Die Folgen für Haushalte, Firmen und auch die Versicherungsbranche sind beträchtlich: Unser Land ist real ärmer geworden, die Kaufkraft ist gesunken. Menschen haben weniger Geld zur freien Verfügung und versuchen, ihre Ausgaben zu reduzieren. Wie lange müssen wir mit dieser Situation noch leben? In den USA scheint der Scheitelpunkt der Inflation überschritten. In Europa brauchen wir noch etwas Geduld. Die Energiepreise im Großhandel steigen aktuell nicht mehr weiter, auch die Erzeugerpreise haben letzten Monat nachgelassen.
Bis sich solche Veränderungen in den Verbraucherpreisen bemerkbar machen, vergehen jedoch mehrere Monate; es ist sozusagen noch inflationärer Druck in der Pipeline. Kurzfristig können die geplante Strom- und Gaspreisbremse zumindest etwas Entlastung schaffen.
Folgen für die Versicherer
Was bedeutet die Teuerungsrate nun für den Sektor?
Die deutschen Versicherer sind stabil aufgestellt. In der Schaden- und Unfallversicherung überprüfen wir bestehende Rückstellungen regelmäßig. Grundsätzlich treibt die hohe Teuerungsrate alle Kosten nach oben, in einigen Bereichen wie Autoersatzteile besonders stark.
Diese Kostensteigerungen können wir nicht allein auffangen. Wir müssen die Versicherungsbeiträge so kalkulieren, dass wir weiterhin alle Schäden bezahlen können. Dafür gibt es zum Beispiel in der Wohngebäudeversicherung, aber auch in Gewerbe- und Industriepolicen sogenannte Anpassungsfaktoren. Dadurch wird die Versicherungssumme jährlich an die Inflation angepasst.
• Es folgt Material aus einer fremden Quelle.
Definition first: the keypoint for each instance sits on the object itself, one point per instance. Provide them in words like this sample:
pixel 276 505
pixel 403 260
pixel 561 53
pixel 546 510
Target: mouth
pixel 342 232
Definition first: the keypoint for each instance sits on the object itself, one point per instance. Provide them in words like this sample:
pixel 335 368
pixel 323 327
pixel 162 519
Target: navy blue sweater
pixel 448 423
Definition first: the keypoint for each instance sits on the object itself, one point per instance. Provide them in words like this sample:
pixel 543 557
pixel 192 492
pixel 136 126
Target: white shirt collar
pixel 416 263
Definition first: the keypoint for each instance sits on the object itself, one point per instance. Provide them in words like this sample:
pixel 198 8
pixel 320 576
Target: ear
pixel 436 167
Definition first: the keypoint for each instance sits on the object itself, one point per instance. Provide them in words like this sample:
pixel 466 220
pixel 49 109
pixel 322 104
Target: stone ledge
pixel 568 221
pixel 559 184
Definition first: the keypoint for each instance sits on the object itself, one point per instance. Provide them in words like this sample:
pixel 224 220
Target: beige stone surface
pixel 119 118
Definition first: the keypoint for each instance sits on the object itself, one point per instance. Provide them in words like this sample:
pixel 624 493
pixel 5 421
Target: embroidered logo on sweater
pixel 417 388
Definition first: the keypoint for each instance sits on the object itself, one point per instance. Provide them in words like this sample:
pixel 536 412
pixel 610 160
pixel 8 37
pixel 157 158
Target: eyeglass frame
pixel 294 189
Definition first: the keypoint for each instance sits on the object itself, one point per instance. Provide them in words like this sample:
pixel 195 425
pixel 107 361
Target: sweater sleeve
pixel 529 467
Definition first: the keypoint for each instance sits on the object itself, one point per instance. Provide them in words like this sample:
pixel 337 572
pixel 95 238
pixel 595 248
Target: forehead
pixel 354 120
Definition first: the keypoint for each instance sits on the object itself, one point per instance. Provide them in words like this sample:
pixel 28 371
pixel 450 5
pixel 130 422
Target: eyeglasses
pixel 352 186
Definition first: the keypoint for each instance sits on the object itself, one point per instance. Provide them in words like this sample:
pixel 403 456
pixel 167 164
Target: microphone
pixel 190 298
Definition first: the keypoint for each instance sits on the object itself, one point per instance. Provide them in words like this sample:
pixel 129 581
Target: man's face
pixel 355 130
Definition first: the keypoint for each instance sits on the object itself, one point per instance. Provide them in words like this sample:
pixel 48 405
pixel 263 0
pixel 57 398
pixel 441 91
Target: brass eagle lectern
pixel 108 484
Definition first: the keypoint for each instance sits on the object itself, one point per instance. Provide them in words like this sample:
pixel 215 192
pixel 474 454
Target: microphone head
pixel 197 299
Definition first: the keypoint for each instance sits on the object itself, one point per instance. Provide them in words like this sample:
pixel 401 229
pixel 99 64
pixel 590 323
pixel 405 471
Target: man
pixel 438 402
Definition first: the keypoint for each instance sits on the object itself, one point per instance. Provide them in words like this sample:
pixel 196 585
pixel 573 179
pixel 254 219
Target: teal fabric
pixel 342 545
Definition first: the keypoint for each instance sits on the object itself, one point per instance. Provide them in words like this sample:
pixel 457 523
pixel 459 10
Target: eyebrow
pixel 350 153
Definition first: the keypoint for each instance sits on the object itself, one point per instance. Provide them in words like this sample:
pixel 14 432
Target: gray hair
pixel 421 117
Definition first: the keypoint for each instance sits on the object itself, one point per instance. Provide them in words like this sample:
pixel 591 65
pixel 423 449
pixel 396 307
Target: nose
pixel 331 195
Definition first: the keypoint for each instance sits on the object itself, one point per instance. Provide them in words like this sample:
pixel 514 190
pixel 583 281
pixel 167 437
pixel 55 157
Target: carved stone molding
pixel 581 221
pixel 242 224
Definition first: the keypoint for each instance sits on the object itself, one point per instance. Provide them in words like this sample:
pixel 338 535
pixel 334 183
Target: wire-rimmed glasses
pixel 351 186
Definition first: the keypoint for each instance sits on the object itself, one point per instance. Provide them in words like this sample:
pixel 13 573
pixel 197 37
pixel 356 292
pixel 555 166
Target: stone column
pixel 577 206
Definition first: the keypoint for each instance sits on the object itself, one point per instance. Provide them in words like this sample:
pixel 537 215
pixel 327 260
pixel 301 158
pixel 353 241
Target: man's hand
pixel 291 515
Was die Lebensversicherung angeht: Wir haben viele Produkte schon angepasst, um Renditechancen zu verbessern. Dazu kommen weitere Vorteile: Kundinnen und Kunden können ihre Beitragshöhe je nach Lebenssituation anpassen, man kann pausieren oder Kapital während der Laufzeit abrufen. In Deutschland haben wir immer noch mehr Lebensversicherungsverträge als Einwohner. Pro Jahr fließen fast 100 Mrd. Euro an Beiträgen.
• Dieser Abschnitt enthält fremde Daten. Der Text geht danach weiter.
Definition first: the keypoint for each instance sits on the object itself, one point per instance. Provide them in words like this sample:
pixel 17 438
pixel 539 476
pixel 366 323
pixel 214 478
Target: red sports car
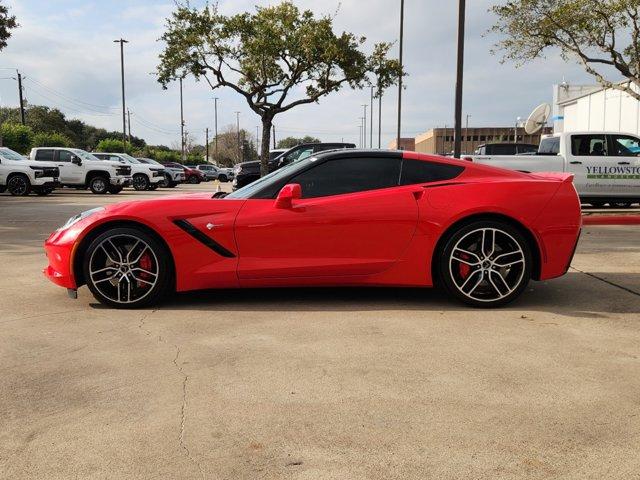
pixel 339 218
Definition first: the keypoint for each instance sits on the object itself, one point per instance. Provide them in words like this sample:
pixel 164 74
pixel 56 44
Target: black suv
pixel 247 172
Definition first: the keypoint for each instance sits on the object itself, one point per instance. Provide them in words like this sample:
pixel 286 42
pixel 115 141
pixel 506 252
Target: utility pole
pixel 371 120
pixel 122 41
pixel 459 79
pixel 364 127
pixel 182 124
pixel 240 159
pixel 400 79
pixel 379 119
pixel 21 97
pixel 206 135
pixel 215 107
pixel 129 124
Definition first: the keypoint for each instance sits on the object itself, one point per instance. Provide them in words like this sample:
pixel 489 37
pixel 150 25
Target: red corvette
pixel 339 218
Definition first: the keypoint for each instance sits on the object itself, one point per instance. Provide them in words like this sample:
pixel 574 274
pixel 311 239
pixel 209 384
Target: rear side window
pixel 45 155
pixel 417 171
pixel 348 175
pixel 549 146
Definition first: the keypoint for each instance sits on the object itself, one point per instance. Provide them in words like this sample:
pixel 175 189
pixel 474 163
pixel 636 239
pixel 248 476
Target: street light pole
pixel 182 123
pixel 215 107
pixel 459 78
pixel 364 127
pixel 400 79
pixel 122 41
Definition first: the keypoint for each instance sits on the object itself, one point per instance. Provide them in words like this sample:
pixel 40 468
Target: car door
pixel 624 165
pixel 589 162
pixel 352 219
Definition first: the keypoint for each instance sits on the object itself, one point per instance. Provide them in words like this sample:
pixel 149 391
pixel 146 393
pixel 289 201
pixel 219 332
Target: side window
pixel 589 145
pixel 348 175
pixel 44 154
pixel 64 155
pixel 549 146
pixel 418 171
pixel 624 146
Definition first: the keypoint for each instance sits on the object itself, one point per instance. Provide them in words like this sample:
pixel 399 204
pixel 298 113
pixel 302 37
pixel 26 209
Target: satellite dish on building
pixel 538 119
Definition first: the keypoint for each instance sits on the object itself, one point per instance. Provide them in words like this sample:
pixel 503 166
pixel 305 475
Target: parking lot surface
pixel 323 383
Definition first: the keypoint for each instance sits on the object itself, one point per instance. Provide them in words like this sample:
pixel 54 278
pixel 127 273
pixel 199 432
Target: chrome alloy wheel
pixel 124 269
pixel 487 265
Sparposten Versicherungen?
Ganz grundsätzlich glaube ich nicht, dass Versicherungen der erste Sparposten sein werden. Aber natürlich: Wenn das Geld knapper ist, werden sich Menschen ihre Versicherungen gut anschauen. Und das nicht nur unter dem Gesichtspunkt, ob sie gut abgesichert sind, sondern auch, was sie für diesen Schutz bezahlen. Es kann durchaus sein, dass einige Kundinnen und Kunden dann bei manchen Policen einen höheren Selbstbehalt vereinbaren. Oder nicht mehr den Komfortschutz, sondern eher die Basis-Variante wählen. Aber ein Risikoschutz, gerade für existenzielle Risiken, bleibt den Menschen wichtig, da bin ich sicher. Bei der Altersvorsorge erhöht die gestiegene Inflation eigentlich den heutigen Vorsorgebedarf. Aber oft werden langfristige Vorsorge und Absicherung in Krisenzeiten tendenziell in die Zukunft vertagt. Das ist nachvollziehbar, könnte sich aber später rächen.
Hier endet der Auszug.